А потом сразу закричала на бабушку, но слов ее не было слышно — на улице грохотал гром. Лицо мамы сделалось страшным, оно то вспыхивало синим светом, то гасло вместе с молниями за окном.

И будто это она грохнула об пол громом, и задрожал весь дом.

Бабушка мелко крестилась и упрашивала маму:

— Анюта, господь с тобой! Анюта, грех! Замолчи!

У мамы до меня было еще двое детей — мальчик и девочка. Оба они в один день умерли от скарлатины. Тогда мама слегла от горя, и бабушка привела к ней священника. Тот стал объяснять, что детей взял к себе бог, потому что они были очень хорошие, и у бога на небе им сейчас хорошо…

— На кой черт мне этот ваш бог, если он отнял у меня детей! — закричала тогда мама и прогнала бабушку и попа вон.

Гром перестал греметь, шипели за окнами водяные струи. Мама, обессиленная своей яростью, ушла куда-то, не надев шляпы.

Когда дождь перестал, бабушка торопливо собралась и повела меня в церковь.

Но прежде я сбегал под лестницу, засунул пистолет — вороненое блестящее чудо — под рубаху и догнал бабушку на улице. Она взяла меня за руку, другой я придерживал свою находку.

Гроза прошла над городом, оставив после себя свежесть, солнечное нежаркое сияние и волнами набегающий запах акаций.

Мы с бабушкой дружно шагали, обходя прозрачные лужицы на белых, еще чуть влажных, дымящихся парком плитах тротуара.

В церкви мне было безмерно скучно. Стоять надо смирненько. Вокруг невеселые, скучные люди. Смирненько вздыхают, смирненько крестятся… А мне неохота креститься, и свечи сегодня горят как-то особенно ровно, нетрепетно и скучно.
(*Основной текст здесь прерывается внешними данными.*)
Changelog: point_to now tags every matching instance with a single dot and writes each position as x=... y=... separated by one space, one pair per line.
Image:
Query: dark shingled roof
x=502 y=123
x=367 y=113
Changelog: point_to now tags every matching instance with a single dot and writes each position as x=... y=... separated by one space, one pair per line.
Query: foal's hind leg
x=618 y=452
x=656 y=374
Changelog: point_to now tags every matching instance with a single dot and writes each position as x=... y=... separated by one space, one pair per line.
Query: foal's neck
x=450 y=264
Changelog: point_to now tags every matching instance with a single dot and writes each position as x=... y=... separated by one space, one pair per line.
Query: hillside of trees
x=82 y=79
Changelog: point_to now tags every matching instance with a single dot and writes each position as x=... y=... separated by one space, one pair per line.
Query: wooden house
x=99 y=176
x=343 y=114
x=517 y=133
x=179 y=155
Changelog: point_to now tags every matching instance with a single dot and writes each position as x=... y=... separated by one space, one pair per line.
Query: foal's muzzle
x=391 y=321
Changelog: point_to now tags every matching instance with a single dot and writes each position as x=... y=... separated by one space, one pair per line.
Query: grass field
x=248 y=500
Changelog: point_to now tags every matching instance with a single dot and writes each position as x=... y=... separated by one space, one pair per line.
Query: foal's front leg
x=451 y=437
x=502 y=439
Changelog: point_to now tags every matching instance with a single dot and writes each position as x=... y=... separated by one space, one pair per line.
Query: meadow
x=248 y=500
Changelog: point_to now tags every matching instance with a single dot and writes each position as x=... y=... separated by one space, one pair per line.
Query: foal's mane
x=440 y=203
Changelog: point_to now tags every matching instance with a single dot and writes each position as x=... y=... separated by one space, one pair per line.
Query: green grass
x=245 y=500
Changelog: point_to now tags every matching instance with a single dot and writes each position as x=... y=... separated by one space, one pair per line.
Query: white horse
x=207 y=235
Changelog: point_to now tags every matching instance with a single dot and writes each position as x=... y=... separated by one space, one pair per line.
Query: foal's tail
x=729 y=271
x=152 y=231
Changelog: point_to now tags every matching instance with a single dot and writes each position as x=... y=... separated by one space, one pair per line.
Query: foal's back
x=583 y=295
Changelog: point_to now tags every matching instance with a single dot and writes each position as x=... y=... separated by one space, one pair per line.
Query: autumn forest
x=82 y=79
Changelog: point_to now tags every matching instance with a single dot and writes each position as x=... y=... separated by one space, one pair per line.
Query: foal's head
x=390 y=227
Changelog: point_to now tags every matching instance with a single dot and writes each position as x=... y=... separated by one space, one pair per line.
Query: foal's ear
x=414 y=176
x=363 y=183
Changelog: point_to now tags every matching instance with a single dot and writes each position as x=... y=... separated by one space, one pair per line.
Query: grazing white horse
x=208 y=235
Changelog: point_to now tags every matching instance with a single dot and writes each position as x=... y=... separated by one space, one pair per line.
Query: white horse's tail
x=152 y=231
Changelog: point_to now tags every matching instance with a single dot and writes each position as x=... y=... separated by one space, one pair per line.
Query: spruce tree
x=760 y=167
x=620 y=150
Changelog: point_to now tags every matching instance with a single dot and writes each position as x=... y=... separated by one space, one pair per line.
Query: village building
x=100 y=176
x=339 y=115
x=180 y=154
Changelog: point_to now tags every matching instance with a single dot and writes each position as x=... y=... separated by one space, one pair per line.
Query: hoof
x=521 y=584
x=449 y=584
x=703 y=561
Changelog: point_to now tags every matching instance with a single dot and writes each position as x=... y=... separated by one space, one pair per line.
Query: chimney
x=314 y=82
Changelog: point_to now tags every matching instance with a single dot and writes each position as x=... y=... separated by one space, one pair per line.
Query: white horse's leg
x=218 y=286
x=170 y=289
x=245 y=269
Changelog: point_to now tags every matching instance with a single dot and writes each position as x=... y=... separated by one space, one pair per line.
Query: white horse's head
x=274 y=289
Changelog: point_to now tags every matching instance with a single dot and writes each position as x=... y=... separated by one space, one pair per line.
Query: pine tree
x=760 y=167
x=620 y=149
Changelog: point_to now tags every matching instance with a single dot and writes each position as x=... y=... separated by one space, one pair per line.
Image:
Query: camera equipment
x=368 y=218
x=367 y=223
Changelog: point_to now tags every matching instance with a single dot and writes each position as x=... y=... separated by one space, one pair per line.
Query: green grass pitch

Вот если на огонек свечи смотреть долго-долго, он делается большим-большим и будто плывет к тебе. Начинают слезиться глаза, и тогда вокруг огонька задрожат разноцветные круги. Но все равно скучно…

Батюшка-поп в ризе, тяжелой и негнущейся, сделанной будто из раззолоченной жести, тоже маялся скукой, это я сразу заметил. Молодой, с острой, как у Иисуса Христа, бородкой и синими беспечальными глазами, он, распевая молитву, лукаво стал поглядывать на меня, и казалось, мы оба вот-вот прыснем со смеху.

И тут я, наверное, чтобы поразвлечь его, с хитренькой улыбочкой — вот, мол, что у меня есть, — достаю обеими руками браунинг…

Пистолет тяжелый, дрожит у меня в руках, но я старательно целюсь. И вижу, как священник будто подавился, в глазах у него померкла лукавость, он рванулся и уже откуда-то снизу громко и противно закричал.